We transition from 2022 to 1982, from the insistent now to Brand’s first collection, Primitive Offense. We begin traveling backward in time, and then back forward again, as each of her volumes here shows up like the last pillar of a monument about to be demolished. She has an uncanny amount of patience on the page, and encountering each book in succession like this feels like watching an archaeologist who knows exactly where the bones are, yet digs furiously, measuredly, in the wrong sites, to throw off the hunting dogs. At the same time she is lured into conversations and call-and-response exchanges with ghosts. To Amiri Baraka’s line from his poem “An Agony. As Now.,” I am inside someone / who hates me, Brand responds from her “I Am Not That Strong Woman” with I want nothing inside of me / that hates me. There’s a tentative hostility uniting each era of Brand’s writing and related affinities, a feeling of wanting to love and forgive a world and nations and men and women who have done nothing but betray and pillage. The forgiveness comes as renunciation and focus, dangerously direct focus, on the chasm between revolutionary roads and human ones. Blues ones and metropolitan ones. They all lead to the same inevitabilities she finds, the same digging and rebuilding. This civilisation will be dug up to burn all its manifestos, she promises. Grandiose claims of empowerment and change become futile to a speaker who comes to realize that her interior life is what she hopes to upend by saving the world. She achieves that rare tonal drift and drag between blues ruminations and jazz relentlessness, that feeling Billie Holiday accesses when she moves from “I Cover The Waterfront” to “What a Little Moonlight Can Do,” or from adagio to allegro, as if one could never preclude the other. Cheerfulness is sullen in this Afro-Caribbean diasporic universe exiled at times to Canadian winters.

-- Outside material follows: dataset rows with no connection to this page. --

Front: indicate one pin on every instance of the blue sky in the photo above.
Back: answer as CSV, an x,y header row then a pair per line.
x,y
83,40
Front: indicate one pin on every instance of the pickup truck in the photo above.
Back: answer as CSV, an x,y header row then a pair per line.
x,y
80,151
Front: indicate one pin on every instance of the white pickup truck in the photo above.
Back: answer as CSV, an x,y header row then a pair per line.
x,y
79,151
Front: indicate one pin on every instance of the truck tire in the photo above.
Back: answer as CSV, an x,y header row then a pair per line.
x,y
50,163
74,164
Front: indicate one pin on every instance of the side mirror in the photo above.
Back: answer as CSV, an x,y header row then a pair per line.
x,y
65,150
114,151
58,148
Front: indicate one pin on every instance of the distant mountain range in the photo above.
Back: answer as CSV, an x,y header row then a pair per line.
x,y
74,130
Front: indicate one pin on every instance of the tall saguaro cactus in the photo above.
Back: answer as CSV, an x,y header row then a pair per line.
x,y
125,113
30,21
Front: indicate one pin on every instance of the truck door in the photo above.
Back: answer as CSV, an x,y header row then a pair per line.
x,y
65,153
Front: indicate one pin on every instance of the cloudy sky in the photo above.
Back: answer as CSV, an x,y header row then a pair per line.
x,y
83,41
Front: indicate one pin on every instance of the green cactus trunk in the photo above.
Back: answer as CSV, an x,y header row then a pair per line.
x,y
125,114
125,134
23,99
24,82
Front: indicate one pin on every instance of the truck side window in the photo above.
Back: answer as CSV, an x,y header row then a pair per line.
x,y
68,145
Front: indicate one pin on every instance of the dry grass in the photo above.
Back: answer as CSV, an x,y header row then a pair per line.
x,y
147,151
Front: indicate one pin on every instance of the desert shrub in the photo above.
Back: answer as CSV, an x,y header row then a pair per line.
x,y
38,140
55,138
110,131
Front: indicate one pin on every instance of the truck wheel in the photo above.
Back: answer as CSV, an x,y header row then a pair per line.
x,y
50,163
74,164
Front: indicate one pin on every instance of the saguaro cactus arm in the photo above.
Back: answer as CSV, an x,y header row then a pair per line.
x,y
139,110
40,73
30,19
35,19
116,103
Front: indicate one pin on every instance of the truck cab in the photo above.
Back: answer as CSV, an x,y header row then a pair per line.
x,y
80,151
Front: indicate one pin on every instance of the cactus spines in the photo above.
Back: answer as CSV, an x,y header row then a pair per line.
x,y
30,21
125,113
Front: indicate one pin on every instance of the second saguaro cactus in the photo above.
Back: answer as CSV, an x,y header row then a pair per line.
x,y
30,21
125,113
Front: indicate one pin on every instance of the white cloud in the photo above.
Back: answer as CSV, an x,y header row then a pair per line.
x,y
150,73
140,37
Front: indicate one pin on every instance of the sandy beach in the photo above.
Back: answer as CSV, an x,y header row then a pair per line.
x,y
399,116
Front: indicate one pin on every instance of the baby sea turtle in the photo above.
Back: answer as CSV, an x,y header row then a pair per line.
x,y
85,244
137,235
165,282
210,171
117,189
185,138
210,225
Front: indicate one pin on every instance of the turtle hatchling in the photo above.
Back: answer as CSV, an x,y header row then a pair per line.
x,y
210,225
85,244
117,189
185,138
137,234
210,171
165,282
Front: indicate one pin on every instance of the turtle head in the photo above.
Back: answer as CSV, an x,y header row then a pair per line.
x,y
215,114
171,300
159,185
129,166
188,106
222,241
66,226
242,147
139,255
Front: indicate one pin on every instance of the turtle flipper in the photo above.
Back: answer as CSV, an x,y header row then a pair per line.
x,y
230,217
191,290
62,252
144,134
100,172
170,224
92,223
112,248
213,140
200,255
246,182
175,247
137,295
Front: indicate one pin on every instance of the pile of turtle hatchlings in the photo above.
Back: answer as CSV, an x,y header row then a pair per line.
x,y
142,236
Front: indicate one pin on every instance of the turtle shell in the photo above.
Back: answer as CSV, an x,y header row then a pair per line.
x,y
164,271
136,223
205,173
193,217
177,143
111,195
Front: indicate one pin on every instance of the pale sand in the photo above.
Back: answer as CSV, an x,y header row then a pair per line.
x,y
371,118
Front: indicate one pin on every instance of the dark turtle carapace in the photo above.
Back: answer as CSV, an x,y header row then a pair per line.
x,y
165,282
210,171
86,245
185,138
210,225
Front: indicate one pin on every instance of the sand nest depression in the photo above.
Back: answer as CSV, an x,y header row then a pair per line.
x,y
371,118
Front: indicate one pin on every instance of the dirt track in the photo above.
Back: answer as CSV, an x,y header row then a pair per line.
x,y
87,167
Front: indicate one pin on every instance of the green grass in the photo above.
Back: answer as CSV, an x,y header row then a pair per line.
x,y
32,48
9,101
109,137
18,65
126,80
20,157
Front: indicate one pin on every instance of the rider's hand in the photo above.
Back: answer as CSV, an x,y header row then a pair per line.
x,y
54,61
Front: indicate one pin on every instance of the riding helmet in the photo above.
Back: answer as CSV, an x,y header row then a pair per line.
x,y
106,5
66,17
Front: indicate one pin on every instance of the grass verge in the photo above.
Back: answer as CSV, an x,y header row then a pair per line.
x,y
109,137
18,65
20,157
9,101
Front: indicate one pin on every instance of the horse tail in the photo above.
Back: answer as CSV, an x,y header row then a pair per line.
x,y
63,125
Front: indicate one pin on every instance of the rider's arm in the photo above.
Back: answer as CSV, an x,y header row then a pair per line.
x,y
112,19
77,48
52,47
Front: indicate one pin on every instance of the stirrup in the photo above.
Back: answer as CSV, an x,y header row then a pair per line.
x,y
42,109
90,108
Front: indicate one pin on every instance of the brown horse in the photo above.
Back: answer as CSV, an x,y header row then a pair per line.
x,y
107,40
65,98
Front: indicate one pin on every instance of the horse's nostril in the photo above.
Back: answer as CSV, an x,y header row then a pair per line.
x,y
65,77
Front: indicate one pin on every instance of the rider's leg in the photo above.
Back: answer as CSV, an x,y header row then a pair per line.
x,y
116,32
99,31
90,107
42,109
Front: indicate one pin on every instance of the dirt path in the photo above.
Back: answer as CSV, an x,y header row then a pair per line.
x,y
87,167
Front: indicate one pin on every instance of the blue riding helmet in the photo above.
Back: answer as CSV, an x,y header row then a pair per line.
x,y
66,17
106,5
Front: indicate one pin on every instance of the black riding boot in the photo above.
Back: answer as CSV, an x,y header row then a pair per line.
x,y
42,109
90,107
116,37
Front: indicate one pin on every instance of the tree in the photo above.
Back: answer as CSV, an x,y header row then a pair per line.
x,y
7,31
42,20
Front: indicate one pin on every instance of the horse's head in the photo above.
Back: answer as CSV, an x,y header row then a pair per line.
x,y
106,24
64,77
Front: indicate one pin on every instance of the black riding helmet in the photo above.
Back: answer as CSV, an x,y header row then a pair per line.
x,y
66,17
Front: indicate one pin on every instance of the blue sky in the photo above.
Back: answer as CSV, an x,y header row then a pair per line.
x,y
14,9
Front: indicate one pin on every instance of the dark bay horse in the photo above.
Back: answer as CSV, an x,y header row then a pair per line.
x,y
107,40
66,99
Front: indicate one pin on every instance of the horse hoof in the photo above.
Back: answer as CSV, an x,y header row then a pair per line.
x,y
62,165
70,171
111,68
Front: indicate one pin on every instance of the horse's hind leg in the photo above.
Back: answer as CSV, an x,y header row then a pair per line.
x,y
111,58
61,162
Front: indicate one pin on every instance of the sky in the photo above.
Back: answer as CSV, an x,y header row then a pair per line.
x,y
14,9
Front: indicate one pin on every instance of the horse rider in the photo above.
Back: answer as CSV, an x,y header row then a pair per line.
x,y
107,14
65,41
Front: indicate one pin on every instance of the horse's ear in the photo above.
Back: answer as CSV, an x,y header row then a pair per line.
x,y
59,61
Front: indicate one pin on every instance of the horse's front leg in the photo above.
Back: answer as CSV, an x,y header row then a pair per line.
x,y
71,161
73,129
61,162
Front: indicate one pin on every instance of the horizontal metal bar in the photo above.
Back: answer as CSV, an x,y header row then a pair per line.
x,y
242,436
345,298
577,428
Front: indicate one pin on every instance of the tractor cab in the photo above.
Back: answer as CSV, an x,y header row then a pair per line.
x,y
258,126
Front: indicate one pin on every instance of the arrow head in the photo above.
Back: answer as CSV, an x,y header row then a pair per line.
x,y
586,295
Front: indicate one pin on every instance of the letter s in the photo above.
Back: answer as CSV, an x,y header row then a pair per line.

The snow-blue laser of the cop’s eyes fixes us / in this unbearable archaeology, she seethes, and later, in the poem “Blues Spiritual for Mammy Prater,” her meticulous account, her eyes . . . my turning the leaves of a book / noticing, her eyes. One cycle of poems divines the next, one sharp gendarme glance brings an ancestor back to life to peer in as witness and accuser for the next set of lyrics. The relay between the poet’s selves here is breathtaking. The phrase No Language is Neutral arrives at the bullseye of the collection—its most insatiable warning. It exhorts us to undermine Eurocentric casualness and neutrality without entertaining, without performing, that takedown for its purveyors. No minstrel here, but all of the bones of showing, as she states in Ossuaries, this genealogy she’s made by hand, / this good silk lace. How does a black poet deliver her perspective ceremoniously, as stark ritual, without pandering to the expectation that she dress these deliveries up in myths and larger-than-life antics so that readers do not feel implicated by direct address? Brand shows us how by doing just that and whether or not the revolution she imagined comes, this is a revolutionary act, to not act but to be so precisely that each small degree of change rivets and ripples as a self-contained justice that needs no codifying in outside laws. Some sang for no reason at all, she reminds us, while she and her readers are lucky enough to know that pure music does not answer to contingencies and disclaimers or wait for the canonizing of a liberation that has already been achieved by the spirit.

Harmony Holiday is the author of several collections of poetry and numerous essays on music and culture. Her collection Maafa came out in April.

The musicality of both jazz and blues is at the forefront of a volume spanning forty years of poetry by the powerfully intractable Dionne Brand.